[HN Gopher] Diffusion Forcing: Next-Token Prediction Meets Full-...
___________________________________________________________________
Diffusion Forcing: Next-Token Prediction Meets Full-Sequence
Diffusion
Author : magoghm
Score : 154 points
Date : 2024-07-04 02:09 UTC (20 hours ago)
(HTM) web link (boyuan.space)
(TXT) w3m dump (boyuan.space)
| blovescoffee wrote:
| Am I missing something about training time? Does adding per token
| noise cause training to slow significantly?
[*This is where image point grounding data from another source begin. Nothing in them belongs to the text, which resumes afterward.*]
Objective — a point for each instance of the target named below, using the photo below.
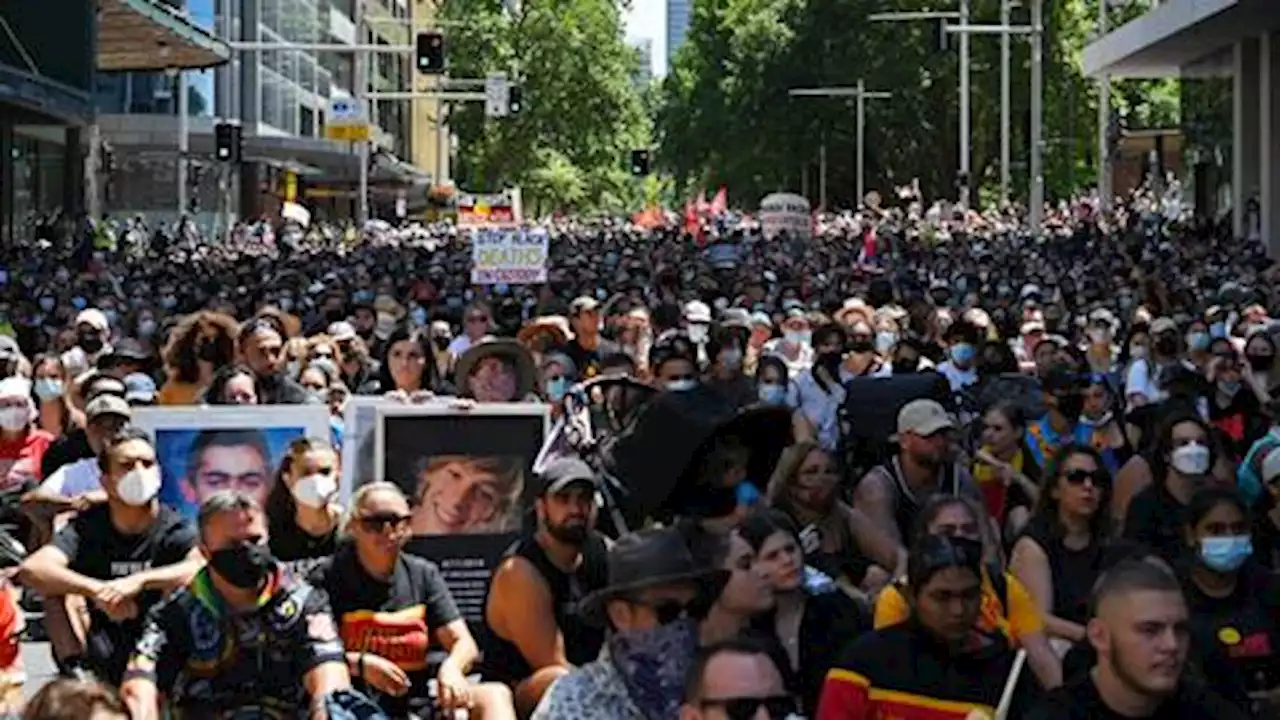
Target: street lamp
(862, 95)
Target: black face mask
(1070, 405)
(1261, 363)
(903, 367)
(245, 565)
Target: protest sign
(508, 255)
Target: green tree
(581, 112)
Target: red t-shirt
(21, 458)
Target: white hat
(698, 311)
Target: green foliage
(726, 115)
(581, 113)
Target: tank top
(583, 639)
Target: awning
(147, 35)
(1175, 35)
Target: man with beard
(1139, 630)
(892, 493)
(538, 634)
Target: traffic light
(639, 163)
(430, 53)
(228, 142)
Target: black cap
(563, 472)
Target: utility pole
(965, 135)
(1105, 192)
(1037, 164)
(1005, 99)
(1037, 131)
(860, 95)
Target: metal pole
(822, 173)
(361, 81)
(1005, 100)
(1037, 164)
(964, 106)
(862, 139)
(1105, 192)
(183, 140)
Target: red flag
(720, 204)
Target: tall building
(1230, 39)
(51, 54)
(680, 13)
(278, 96)
(644, 65)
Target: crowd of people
(1091, 496)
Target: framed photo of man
(240, 447)
(467, 473)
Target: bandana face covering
(653, 665)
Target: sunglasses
(745, 707)
(379, 522)
(666, 611)
(1097, 478)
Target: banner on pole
(508, 255)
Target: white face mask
(314, 491)
(14, 418)
(138, 487)
(1191, 459)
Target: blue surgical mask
(48, 388)
(653, 665)
(1225, 554)
(556, 388)
(963, 354)
(798, 337)
(885, 341)
(772, 393)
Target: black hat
(563, 472)
(649, 559)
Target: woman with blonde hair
(301, 511)
(837, 538)
(393, 609)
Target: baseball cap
(583, 304)
(923, 418)
(108, 405)
(563, 472)
(698, 311)
(342, 331)
(138, 387)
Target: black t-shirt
(297, 548)
(65, 450)
(211, 662)
(1237, 638)
(97, 550)
(1079, 700)
(588, 361)
(393, 619)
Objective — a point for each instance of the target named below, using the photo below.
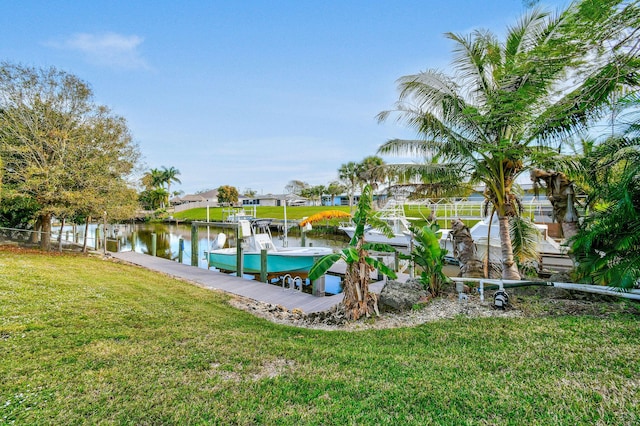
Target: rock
(402, 296)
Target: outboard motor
(500, 299)
(218, 243)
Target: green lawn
(88, 341)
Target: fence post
(154, 243)
(194, 245)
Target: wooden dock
(252, 289)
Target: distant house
(274, 200)
(192, 201)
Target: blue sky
(247, 93)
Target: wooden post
(317, 287)
(239, 256)
(154, 243)
(194, 245)
(97, 236)
(263, 265)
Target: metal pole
(239, 256)
(285, 242)
(208, 238)
(194, 245)
(104, 236)
(154, 243)
(263, 265)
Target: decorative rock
(402, 296)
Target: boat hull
(373, 236)
(299, 259)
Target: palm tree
(358, 301)
(170, 175)
(371, 171)
(334, 189)
(607, 246)
(348, 173)
(503, 110)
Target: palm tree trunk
(60, 236)
(45, 239)
(509, 267)
(86, 234)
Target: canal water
(138, 238)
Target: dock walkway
(255, 290)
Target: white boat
(257, 237)
(552, 254)
(393, 214)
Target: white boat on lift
(552, 254)
(393, 214)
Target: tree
(170, 175)
(428, 255)
(314, 193)
(509, 104)
(227, 195)
(607, 246)
(358, 301)
(60, 149)
(371, 171)
(296, 187)
(334, 189)
(348, 174)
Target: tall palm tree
(510, 103)
(170, 175)
(348, 174)
(371, 171)
(358, 300)
(607, 246)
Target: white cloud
(109, 49)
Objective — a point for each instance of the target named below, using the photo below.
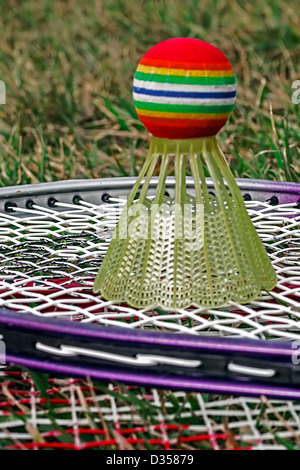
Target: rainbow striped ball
(184, 88)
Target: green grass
(68, 68)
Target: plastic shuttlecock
(199, 248)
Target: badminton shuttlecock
(198, 248)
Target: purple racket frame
(22, 331)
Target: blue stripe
(185, 94)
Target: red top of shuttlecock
(184, 88)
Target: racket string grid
(91, 416)
(50, 257)
(48, 260)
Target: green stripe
(153, 77)
(184, 108)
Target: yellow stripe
(184, 73)
(162, 114)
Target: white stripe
(192, 101)
(179, 87)
(139, 359)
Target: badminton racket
(53, 237)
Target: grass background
(68, 68)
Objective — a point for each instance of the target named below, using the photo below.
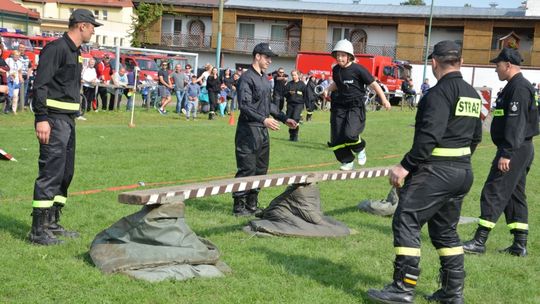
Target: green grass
(265, 270)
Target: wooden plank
(177, 193)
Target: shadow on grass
(323, 271)
(18, 229)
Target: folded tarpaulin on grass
(156, 244)
(297, 212)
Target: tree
(145, 16)
(413, 2)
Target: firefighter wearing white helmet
(348, 114)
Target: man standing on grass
(56, 103)
(252, 142)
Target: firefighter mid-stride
(437, 175)
(515, 123)
(57, 97)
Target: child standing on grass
(193, 91)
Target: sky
(474, 3)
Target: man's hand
(291, 123)
(43, 131)
(397, 175)
(271, 124)
(504, 164)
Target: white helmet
(343, 46)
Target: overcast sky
(474, 3)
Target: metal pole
(429, 38)
(220, 26)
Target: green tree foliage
(146, 15)
(413, 2)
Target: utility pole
(220, 26)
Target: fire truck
(389, 71)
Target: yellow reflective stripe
(450, 251)
(498, 112)
(42, 204)
(51, 103)
(334, 148)
(522, 226)
(60, 199)
(467, 106)
(407, 251)
(451, 151)
(486, 224)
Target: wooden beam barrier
(173, 194)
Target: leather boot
(54, 227)
(252, 204)
(39, 233)
(401, 290)
(239, 206)
(519, 247)
(478, 244)
(451, 291)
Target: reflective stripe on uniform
(450, 251)
(334, 148)
(42, 204)
(51, 103)
(498, 112)
(407, 251)
(522, 226)
(451, 151)
(60, 199)
(486, 224)
(467, 106)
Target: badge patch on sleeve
(513, 109)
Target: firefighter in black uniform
(252, 142)
(56, 102)
(295, 93)
(347, 114)
(438, 174)
(515, 123)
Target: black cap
(446, 48)
(264, 49)
(83, 15)
(508, 55)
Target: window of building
(246, 30)
(278, 32)
(177, 25)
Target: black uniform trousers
(294, 111)
(346, 125)
(433, 194)
(56, 161)
(506, 191)
(252, 149)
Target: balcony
(287, 48)
(187, 41)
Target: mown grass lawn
(163, 150)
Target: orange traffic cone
(231, 119)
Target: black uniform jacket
(254, 99)
(58, 79)
(448, 117)
(515, 117)
(295, 92)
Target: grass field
(168, 150)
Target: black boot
(451, 291)
(39, 233)
(54, 227)
(239, 206)
(478, 244)
(401, 290)
(519, 247)
(252, 204)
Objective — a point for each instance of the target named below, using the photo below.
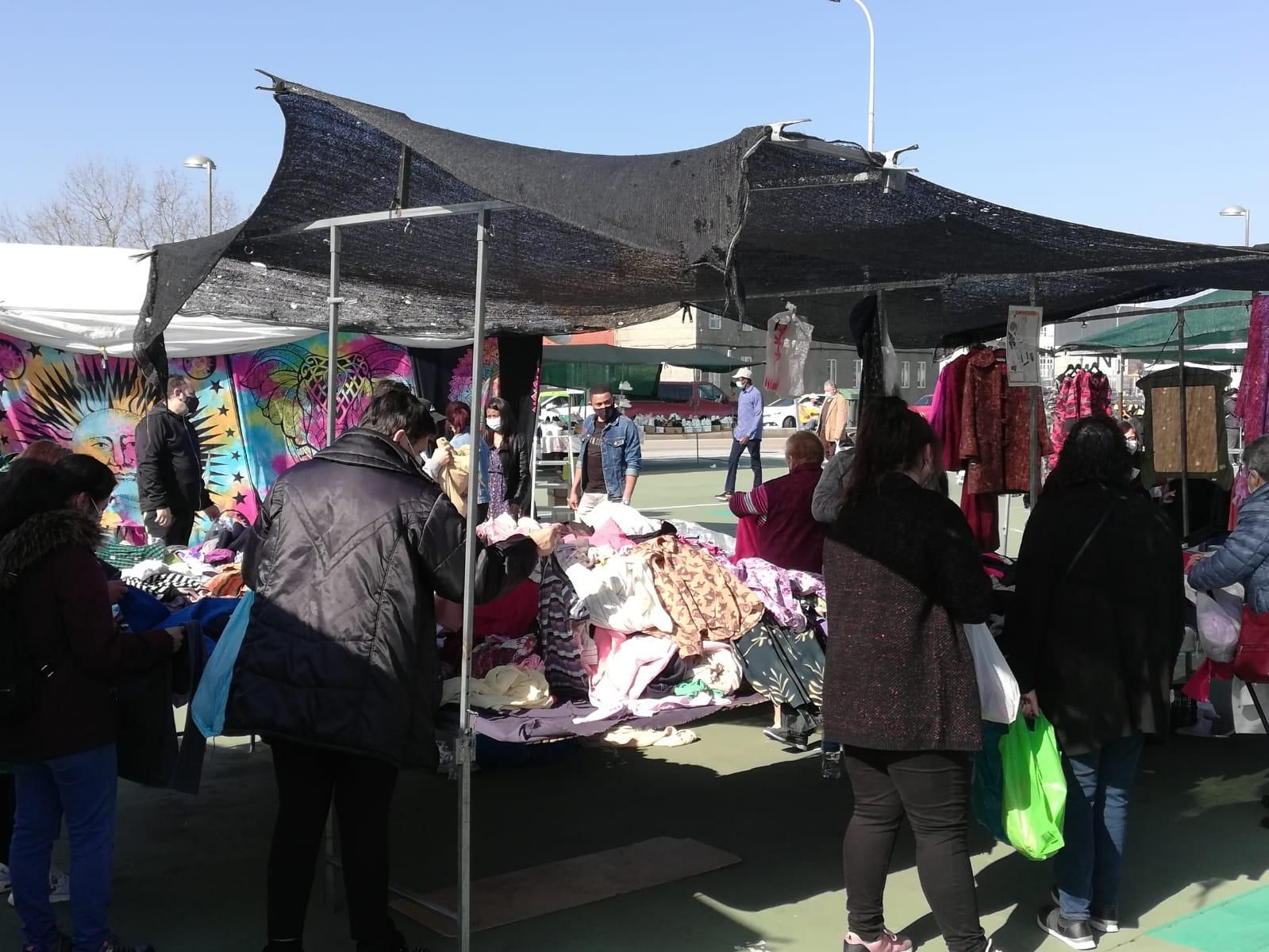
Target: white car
(792, 414)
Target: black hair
(29, 489)
(88, 475)
(1094, 452)
(504, 410)
(890, 438)
(394, 408)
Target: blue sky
(1144, 116)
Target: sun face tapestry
(93, 405)
(282, 397)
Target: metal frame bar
(465, 744)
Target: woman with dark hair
(57, 720)
(902, 573)
(508, 463)
(1098, 664)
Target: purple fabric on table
(557, 723)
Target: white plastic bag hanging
(998, 689)
(1220, 622)
(788, 346)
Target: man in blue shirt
(612, 456)
(748, 433)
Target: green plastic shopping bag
(1034, 793)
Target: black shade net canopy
(737, 228)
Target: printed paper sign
(1021, 346)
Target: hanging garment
(947, 418)
(788, 346)
(983, 513)
(1209, 450)
(559, 647)
(995, 436)
(703, 598)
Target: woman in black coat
(509, 476)
(1098, 664)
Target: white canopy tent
(87, 300)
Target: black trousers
(756, 455)
(933, 791)
(360, 787)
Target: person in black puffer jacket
(338, 668)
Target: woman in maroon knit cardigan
(900, 695)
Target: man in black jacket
(169, 467)
(338, 670)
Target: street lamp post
(202, 162)
(1237, 211)
(872, 71)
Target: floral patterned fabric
(782, 666)
(703, 600)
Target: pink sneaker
(886, 942)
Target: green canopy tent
(582, 365)
(1215, 317)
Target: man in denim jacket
(1245, 555)
(610, 460)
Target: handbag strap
(1088, 541)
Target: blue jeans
(756, 455)
(83, 789)
(1097, 823)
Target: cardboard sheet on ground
(553, 888)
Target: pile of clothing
(637, 617)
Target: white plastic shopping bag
(998, 689)
(1220, 622)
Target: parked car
(790, 414)
(683, 397)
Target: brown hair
(805, 447)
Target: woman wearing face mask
(508, 463)
(57, 727)
(902, 571)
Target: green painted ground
(190, 871)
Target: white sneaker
(59, 885)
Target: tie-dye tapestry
(93, 405)
(282, 393)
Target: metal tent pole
(1184, 406)
(1034, 405)
(465, 748)
(334, 300)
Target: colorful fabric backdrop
(93, 405)
(282, 393)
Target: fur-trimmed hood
(42, 535)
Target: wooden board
(553, 888)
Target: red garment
(995, 437)
(786, 532)
(947, 423)
(983, 513)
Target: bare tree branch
(110, 205)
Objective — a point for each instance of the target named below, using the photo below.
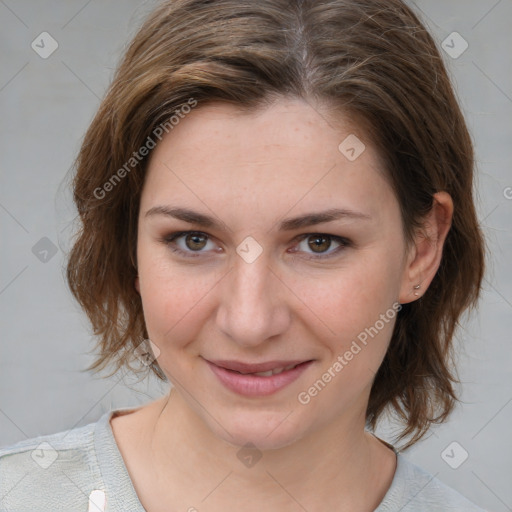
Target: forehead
(283, 155)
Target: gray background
(46, 342)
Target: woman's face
(296, 257)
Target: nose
(253, 303)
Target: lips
(266, 367)
(259, 379)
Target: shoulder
(50, 472)
(415, 490)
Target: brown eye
(319, 243)
(195, 241)
(321, 246)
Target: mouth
(259, 379)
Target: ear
(425, 253)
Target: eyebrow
(309, 219)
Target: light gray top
(81, 469)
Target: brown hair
(370, 59)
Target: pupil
(318, 242)
(198, 241)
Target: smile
(256, 380)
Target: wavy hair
(372, 60)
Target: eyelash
(170, 242)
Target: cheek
(173, 298)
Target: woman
(278, 195)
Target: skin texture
(250, 172)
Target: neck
(339, 465)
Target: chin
(266, 430)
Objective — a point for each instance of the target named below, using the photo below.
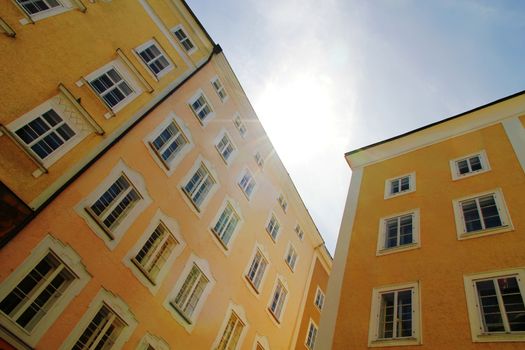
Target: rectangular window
(45, 134)
(231, 334)
(226, 224)
(154, 58)
(111, 87)
(278, 298)
(114, 204)
(199, 185)
(37, 292)
(219, 89)
(155, 252)
(169, 143)
(190, 293)
(256, 271)
(102, 332)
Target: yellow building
(431, 250)
(183, 229)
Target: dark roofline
(436, 123)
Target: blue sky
(326, 77)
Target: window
(310, 336)
(273, 227)
(225, 147)
(400, 185)
(155, 252)
(219, 89)
(232, 333)
(278, 298)
(395, 316)
(184, 40)
(496, 305)
(291, 257)
(257, 269)
(319, 298)
(111, 87)
(199, 186)
(190, 293)
(481, 214)
(239, 124)
(200, 106)
(154, 58)
(469, 165)
(169, 143)
(114, 204)
(247, 183)
(226, 224)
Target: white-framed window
(469, 165)
(291, 257)
(247, 183)
(184, 40)
(273, 227)
(201, 107)
(319, 298)
(226, 224)
(496, 305)
(278, 300)
(309, 342)
(400, 185)
(107, 324)
(39, 289)
(239, 124)
(257, 269)
(398, 232)
(219, 89)
(481, 214)
(394, 318)
(154, 58)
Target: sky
(326, 77)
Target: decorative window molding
(201, 107)
(233, 329)
(115, 204)
(154, 58)
(193, 287)
(400, 185)
(219, 89)
(496, 305)
(29, 305)
(481, 214)
(153, 255)
(107, 322)
(311, 334)
(395, 316)
(185, 41)
(170, 142)
(469, 165)
(398, 232)
(50, 130)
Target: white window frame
(181, 27)
(148, 44)
(502, 210)
(117, 306)
(411, 183)
(137, 181)
(170, 166)
(173, 228)
(71, 260)
(189, 323)
(382, 250)
(485, 166)
(475, 318)
(415, 339)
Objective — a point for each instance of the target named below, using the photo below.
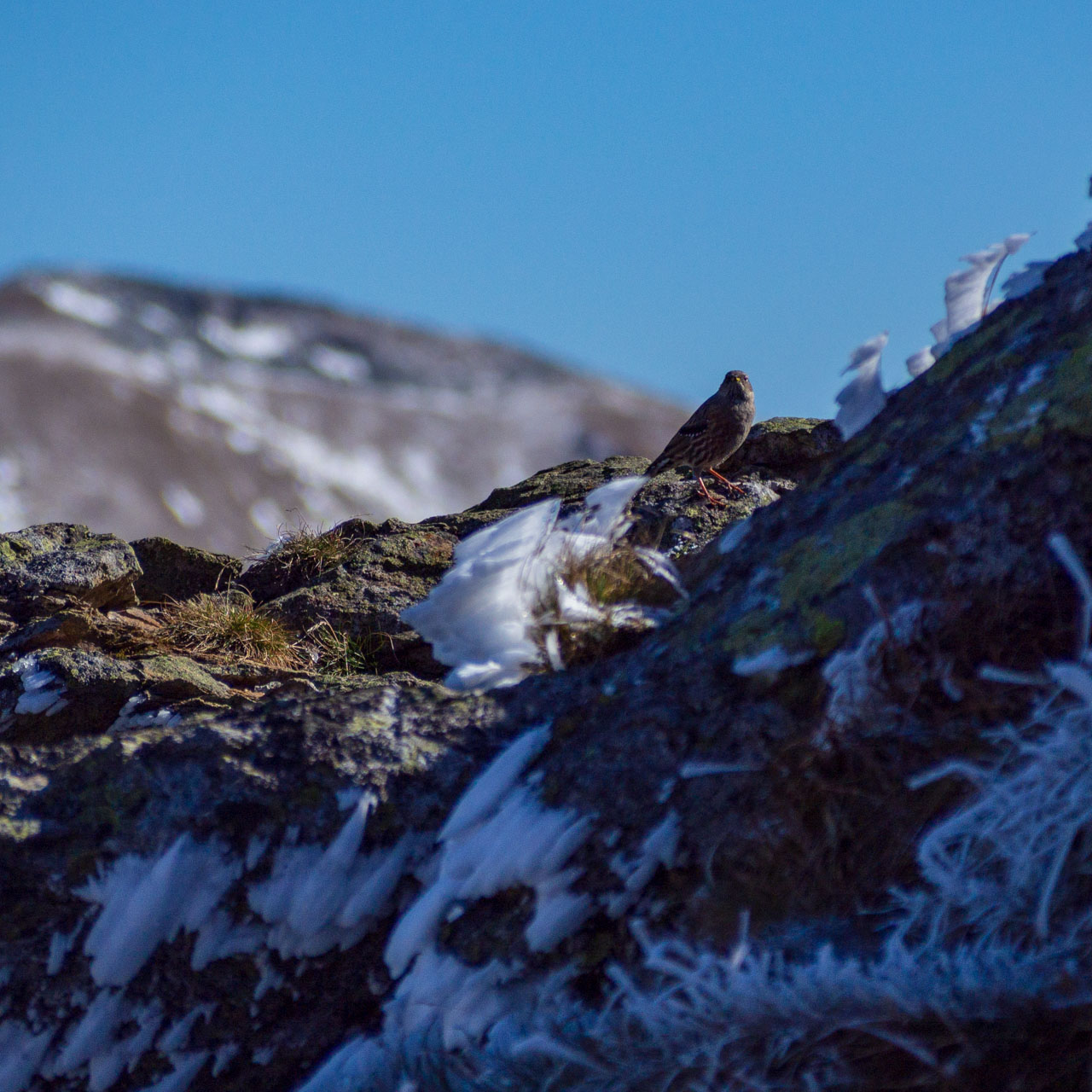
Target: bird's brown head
(737, 385)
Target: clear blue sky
(655, 191)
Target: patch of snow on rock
(78, 303)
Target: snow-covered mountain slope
(217, 418)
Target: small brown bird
(713, 433)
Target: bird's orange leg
(724, 480)
(713, 500)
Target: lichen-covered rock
(58, 693)
(48, 566)
(171, 572)
(386, 568)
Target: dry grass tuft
(232, 627)
(336, 653)
(308, 550)
(601, 601)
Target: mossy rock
(179, 572)
(48, 566)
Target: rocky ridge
(296, 878)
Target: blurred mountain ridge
(218, 417)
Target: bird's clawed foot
(735, 488)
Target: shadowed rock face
(217, 418)
(755, 757)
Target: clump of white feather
(967, 299)
(488, 620)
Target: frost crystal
(485, 619)
(863, 398)
(967, 299)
Cool paper though!
| luke-stanley wrote:
| Anyone know of research or tools for using an existing text
| generating LLM with diffusion like techniques with no new pre-
| training, or at most, a bit of fine-tuning, such that it works
| with a small GPT / Phi 3 / Gwen model, for example? I know about
| Tree of Thoughts with MCTS etc, that are somewhat similar (though
| often with a different reward learned goal) but I'm interested in
| something closer to token level generation. Is this possible?
| vessenes wrote:
| A number of ideas seem notable to me here; first, they are
| merging the idea of sequence masking (the key training idea for
| LLMs) with diffusion models; they do this by keeping track of an
| 'uncertainty' level per pixel. This 'uncertainty' level is
| treated as the 'noise' level for the diffusion model, (a model
| which denoises controlled by some sort of embedding).
|
| There are a bunch of neat things you can do with this: in
| particular, you can firm up parts of the image earlier than
| others, and thus use it for, say maze solving. They even show it
| controlling a robot arm moving fruit around, which is pretty
| wild.
|
| In a way the title undersells the idea - this is a way to do
| _fractional_ masking, since the masking level is a float - and I
| think is really a pretty profound and interesting idea.
|
| However, there's a lot not talked about in this paper; I'd be
| very curious to see their codebase. _How_ exactly do you set up a
| maze-following task vs a video extension task? How do you hook up
| a robot arm to this model, and tell the model what you want done?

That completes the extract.